Args:: sql: A SQL query string (e.g., “SELECT a, b FROM catalog.schema.table WHERE x > 1”). spark: The SparkSession for schema inference.
Returns:: A DeltaTableSource instance.
Raises:: ValueError: If the SQL cannot be parsed or the table name is not 3-part.

class databricks.ml_features.entities.data_source.VolumeSource

Bases: DataSource

Data source implementation for Unity Catalog Volumes.

TODO: Implementation to be defined based on volume requirements.

__init__(): Initialize a VolumeSource object. See class documentation.

full_name() → str: Return the full volume path identifier.

load_df(spark_client): Load the volume data as a Spark DataFrame.

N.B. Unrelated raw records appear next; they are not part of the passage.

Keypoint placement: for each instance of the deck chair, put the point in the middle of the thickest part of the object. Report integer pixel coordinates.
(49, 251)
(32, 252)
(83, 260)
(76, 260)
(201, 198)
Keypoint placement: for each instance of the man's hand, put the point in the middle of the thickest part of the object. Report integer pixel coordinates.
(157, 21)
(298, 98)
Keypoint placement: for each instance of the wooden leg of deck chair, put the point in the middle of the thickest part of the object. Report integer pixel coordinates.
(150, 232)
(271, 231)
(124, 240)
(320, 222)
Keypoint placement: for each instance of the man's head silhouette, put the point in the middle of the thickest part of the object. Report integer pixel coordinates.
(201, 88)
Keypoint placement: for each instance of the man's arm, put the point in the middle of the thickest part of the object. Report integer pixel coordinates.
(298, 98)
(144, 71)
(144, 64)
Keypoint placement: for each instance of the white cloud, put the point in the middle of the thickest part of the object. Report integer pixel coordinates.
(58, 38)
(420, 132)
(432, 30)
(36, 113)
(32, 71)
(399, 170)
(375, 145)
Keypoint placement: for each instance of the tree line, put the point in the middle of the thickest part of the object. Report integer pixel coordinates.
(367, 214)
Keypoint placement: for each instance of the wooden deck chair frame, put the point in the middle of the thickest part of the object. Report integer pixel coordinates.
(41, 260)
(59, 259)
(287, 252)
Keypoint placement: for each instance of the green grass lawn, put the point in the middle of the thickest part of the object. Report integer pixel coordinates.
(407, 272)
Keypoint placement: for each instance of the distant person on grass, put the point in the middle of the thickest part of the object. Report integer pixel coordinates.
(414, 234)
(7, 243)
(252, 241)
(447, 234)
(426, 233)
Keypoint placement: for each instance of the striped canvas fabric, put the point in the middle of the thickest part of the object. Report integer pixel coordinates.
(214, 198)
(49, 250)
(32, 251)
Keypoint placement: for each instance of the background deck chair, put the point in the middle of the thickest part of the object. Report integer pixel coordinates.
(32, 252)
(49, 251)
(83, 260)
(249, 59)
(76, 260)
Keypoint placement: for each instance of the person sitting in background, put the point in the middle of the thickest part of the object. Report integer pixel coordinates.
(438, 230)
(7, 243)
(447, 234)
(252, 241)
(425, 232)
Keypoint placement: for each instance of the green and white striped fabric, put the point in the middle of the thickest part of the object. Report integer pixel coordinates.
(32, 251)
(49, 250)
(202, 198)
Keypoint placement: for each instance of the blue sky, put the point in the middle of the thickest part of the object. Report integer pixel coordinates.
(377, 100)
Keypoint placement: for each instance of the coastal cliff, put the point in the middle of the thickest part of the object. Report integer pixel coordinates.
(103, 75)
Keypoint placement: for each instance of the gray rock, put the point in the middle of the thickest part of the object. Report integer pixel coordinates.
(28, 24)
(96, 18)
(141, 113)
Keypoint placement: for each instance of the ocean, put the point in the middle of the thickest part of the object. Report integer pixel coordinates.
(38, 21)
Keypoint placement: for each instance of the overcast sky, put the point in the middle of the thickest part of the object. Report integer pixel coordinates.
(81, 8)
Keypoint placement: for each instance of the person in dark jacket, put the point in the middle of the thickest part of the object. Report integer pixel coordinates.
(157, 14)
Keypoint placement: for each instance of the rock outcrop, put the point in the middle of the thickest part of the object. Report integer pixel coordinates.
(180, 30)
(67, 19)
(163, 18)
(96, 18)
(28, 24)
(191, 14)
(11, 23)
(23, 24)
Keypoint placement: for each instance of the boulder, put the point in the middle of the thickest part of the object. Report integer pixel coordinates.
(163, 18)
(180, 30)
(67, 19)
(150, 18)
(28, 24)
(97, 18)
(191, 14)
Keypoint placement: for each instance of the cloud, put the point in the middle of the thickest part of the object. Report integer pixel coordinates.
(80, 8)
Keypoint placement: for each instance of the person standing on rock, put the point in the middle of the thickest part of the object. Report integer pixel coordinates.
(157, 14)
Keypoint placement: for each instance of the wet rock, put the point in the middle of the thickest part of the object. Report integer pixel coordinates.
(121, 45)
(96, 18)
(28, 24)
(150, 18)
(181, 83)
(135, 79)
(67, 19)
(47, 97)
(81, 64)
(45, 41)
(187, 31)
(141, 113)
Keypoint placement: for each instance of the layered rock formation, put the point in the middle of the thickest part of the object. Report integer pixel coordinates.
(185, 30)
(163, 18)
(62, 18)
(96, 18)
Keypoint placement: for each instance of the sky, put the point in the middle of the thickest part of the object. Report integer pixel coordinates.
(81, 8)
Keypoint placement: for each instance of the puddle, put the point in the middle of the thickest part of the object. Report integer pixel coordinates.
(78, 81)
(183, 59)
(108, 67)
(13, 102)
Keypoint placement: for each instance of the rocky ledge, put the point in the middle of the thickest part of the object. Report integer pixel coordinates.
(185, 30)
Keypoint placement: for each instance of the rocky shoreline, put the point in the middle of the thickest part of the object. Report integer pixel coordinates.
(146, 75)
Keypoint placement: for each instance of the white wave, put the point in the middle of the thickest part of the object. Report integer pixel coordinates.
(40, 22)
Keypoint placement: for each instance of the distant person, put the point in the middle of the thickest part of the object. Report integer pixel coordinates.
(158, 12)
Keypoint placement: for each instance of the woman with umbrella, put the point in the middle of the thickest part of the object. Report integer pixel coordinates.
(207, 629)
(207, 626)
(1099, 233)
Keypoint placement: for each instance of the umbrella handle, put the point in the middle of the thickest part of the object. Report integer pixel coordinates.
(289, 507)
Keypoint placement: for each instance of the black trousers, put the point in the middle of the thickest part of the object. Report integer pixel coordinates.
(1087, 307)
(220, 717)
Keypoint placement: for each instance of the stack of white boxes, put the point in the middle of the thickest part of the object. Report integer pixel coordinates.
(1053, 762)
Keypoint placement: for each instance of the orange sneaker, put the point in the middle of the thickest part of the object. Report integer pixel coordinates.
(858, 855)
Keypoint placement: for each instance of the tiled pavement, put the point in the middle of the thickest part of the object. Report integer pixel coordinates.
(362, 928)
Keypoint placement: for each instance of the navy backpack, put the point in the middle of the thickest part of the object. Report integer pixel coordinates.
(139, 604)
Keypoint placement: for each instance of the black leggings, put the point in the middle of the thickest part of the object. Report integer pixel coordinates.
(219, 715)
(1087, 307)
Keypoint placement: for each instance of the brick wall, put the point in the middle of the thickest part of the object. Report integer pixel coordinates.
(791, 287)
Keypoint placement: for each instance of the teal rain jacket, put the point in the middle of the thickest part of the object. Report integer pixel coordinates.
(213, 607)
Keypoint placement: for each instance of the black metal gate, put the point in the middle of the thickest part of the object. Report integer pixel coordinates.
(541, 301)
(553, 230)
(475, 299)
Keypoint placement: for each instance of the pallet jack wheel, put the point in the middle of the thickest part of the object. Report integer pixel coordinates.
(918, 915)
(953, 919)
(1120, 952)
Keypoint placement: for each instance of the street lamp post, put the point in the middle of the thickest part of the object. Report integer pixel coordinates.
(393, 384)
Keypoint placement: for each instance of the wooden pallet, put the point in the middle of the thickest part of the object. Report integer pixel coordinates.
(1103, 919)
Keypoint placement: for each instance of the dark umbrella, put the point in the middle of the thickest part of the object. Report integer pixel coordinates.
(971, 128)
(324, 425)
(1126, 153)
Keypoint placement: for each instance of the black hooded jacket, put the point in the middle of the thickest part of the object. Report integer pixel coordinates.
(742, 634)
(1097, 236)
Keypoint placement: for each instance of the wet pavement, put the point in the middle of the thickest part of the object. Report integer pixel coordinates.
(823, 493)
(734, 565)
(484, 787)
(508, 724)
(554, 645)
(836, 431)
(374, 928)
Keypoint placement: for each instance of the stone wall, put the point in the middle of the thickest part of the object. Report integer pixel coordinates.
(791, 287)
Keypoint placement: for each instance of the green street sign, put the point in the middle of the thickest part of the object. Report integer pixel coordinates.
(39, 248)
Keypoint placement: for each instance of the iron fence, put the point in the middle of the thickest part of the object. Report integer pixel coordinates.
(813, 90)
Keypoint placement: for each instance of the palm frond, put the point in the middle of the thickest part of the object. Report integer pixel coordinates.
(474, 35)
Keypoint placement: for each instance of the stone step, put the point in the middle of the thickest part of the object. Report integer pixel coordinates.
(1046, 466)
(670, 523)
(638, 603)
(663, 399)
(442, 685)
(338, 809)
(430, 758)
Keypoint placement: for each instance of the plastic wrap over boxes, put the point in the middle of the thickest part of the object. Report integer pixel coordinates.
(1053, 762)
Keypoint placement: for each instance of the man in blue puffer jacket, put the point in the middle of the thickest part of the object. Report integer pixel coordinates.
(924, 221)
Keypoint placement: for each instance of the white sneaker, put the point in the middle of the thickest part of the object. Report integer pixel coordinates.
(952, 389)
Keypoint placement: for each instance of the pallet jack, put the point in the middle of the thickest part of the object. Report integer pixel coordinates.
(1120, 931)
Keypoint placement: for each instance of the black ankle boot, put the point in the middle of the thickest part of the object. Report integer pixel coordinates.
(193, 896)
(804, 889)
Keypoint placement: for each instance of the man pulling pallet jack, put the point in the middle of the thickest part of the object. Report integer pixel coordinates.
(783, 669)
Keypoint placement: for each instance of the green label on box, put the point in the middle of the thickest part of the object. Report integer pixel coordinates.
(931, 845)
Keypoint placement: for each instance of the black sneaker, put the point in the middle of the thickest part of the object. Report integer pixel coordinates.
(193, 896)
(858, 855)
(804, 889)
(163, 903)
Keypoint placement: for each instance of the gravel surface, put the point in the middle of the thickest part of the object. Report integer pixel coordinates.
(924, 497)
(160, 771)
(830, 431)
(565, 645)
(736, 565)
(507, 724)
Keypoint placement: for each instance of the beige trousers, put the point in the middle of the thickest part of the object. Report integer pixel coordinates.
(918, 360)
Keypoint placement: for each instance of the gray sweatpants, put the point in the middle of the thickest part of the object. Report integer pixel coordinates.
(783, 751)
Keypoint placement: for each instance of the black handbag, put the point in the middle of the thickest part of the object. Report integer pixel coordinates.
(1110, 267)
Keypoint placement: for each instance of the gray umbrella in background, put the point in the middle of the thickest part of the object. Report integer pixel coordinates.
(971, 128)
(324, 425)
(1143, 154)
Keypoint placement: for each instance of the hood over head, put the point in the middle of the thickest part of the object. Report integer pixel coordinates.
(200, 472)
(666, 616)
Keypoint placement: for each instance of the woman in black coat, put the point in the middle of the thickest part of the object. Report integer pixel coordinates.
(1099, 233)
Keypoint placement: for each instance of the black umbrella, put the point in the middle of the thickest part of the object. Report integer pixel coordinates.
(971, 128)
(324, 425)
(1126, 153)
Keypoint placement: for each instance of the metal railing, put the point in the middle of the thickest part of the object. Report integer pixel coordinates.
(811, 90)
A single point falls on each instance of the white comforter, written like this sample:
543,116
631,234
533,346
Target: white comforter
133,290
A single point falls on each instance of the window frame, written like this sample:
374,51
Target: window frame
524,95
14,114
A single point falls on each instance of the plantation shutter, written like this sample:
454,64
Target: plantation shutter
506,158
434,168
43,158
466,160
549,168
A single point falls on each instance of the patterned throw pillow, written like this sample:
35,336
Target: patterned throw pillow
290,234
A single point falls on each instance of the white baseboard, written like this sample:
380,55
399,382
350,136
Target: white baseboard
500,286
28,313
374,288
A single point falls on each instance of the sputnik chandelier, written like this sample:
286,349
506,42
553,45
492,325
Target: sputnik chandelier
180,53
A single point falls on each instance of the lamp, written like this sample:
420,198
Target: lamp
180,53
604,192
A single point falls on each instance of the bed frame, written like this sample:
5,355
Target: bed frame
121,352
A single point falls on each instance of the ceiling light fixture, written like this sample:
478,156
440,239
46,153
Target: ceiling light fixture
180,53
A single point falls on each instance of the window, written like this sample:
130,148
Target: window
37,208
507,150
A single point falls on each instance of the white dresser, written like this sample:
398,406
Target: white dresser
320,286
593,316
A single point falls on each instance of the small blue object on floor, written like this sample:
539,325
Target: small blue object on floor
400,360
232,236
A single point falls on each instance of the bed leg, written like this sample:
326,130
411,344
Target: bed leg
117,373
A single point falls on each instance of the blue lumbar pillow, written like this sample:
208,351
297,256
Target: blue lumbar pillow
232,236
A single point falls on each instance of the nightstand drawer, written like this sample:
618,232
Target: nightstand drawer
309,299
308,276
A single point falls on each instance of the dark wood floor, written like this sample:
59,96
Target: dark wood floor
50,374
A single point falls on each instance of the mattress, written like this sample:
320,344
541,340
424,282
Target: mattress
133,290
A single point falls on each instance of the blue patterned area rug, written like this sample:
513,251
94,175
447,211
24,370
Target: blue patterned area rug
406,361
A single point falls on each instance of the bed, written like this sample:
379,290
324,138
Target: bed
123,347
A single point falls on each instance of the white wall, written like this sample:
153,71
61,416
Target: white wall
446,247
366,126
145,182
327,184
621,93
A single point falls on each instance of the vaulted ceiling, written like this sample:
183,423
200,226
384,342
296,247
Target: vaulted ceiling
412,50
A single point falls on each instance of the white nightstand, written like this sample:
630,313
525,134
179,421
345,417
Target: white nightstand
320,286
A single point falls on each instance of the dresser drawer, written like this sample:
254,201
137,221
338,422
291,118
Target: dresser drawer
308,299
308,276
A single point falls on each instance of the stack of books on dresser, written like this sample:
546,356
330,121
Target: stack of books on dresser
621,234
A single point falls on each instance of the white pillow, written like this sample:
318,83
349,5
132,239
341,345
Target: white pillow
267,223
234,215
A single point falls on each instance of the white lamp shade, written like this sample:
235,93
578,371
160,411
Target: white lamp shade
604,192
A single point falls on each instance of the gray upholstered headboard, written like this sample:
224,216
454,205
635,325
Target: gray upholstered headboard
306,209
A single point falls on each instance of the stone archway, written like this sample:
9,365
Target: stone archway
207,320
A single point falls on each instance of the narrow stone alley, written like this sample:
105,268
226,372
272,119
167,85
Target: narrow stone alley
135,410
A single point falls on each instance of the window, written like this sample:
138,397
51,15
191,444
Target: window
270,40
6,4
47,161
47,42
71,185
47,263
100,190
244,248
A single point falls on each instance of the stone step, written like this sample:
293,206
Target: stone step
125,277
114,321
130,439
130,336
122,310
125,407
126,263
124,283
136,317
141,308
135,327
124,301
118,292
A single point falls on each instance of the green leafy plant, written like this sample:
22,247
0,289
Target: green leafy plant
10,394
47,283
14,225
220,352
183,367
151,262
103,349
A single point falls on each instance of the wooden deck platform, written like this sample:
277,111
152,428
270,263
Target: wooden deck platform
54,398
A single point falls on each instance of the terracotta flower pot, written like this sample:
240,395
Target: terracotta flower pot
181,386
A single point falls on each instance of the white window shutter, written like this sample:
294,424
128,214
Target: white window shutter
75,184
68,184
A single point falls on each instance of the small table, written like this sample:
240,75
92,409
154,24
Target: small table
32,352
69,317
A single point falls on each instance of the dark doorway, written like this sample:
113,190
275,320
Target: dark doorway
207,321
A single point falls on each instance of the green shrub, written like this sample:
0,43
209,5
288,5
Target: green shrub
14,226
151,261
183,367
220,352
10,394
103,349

class databricks.ml_features.entities.data_source.KafkaSource(*, name: str, filter_condition: Optional[str] = None)

Bases: DataSource

Data source implementation for Kafka streams.

KafkaSource references a KafkaConfig by name. The KafkaConfig contains connection details, authentication, and schemas for the Kafka topics. Column names must be prefixed with ‘key.’ or ‘value.’ to indicate which schema to use. Examples: ‘key.customer_id’ or ‘value.trip_details.pickup_zip’ for nested JSON fields.

Parameters: name – Name of the KafkaConfig to use (uniquely identifies the KafkaConfig in the metastore)

__init__(*, name: str, filter_condition: Optional[str] = None): Initialize a KafkaSource object. See class documentation.

class SchemaType

Bases: object

Constants for Kafka schema types.

property name: str: The name of the KafkaConfig this source references.

full_name() → str: Return the Kafka config name as the full identifier.

property filter_condition: Optional[str]: Optional filter condition to apply when reading from this source.

load_df(spark_client)

Return a DataFrame for Kafka sources.

When backfill_source is configured on the KafkaConfig, reads the backfill Delta table directly. Otherwise, returns an empty DataFrame with key/value STRUCT columns matching the KafkaConfig schemas.

Entity and timeseries extraction to leaf names happens in pit_computation_utils.py, not here.

Args:: spark_client: The Spark client for DataFrame operations

static get_columns_from_kafka_config(kafka_config) → Dict[str, DataType]

Extract all columns and their Spark types from a KafkaConfig.

This method parses the key_schema and value_schema from the KafkaConfig and returns a dictionary mapping column names (with key./value. prefixes) to their Spark DataTypes.

Args:: kafka_config: The KafkaConfig object containing schema information
Returns:: Dictionary mapping dot-prefixed column names to Spark DataTypes

class databricks.ml_features.entities.data_source.DataFrameSource(*, dataframe, source_name: Optional[str] = None)

Bases: DataSource

Data source implementation for Spark DataFrames.

This allows using an existing Spark DataFrame directly as a data source for feature computation, useful for in-memory data processing and testing.

Parameters

dataframe – The Spark DataFrame to use as the data source
source_name – Optional name for the DataFrame source (for identification)

__init__(*, dataframe, source_name: Optional[str] = None): Initialize a DataFrameSource object. See class documentation.

property dataframe: The Spark DataFrame being used as the data source.

property source_name: str: The name identifier for this DataFrame source.

full_name() → str: Return the source name identifier for this DataFrame.

load_df(spark_client): Return the existing Spark DataFrame.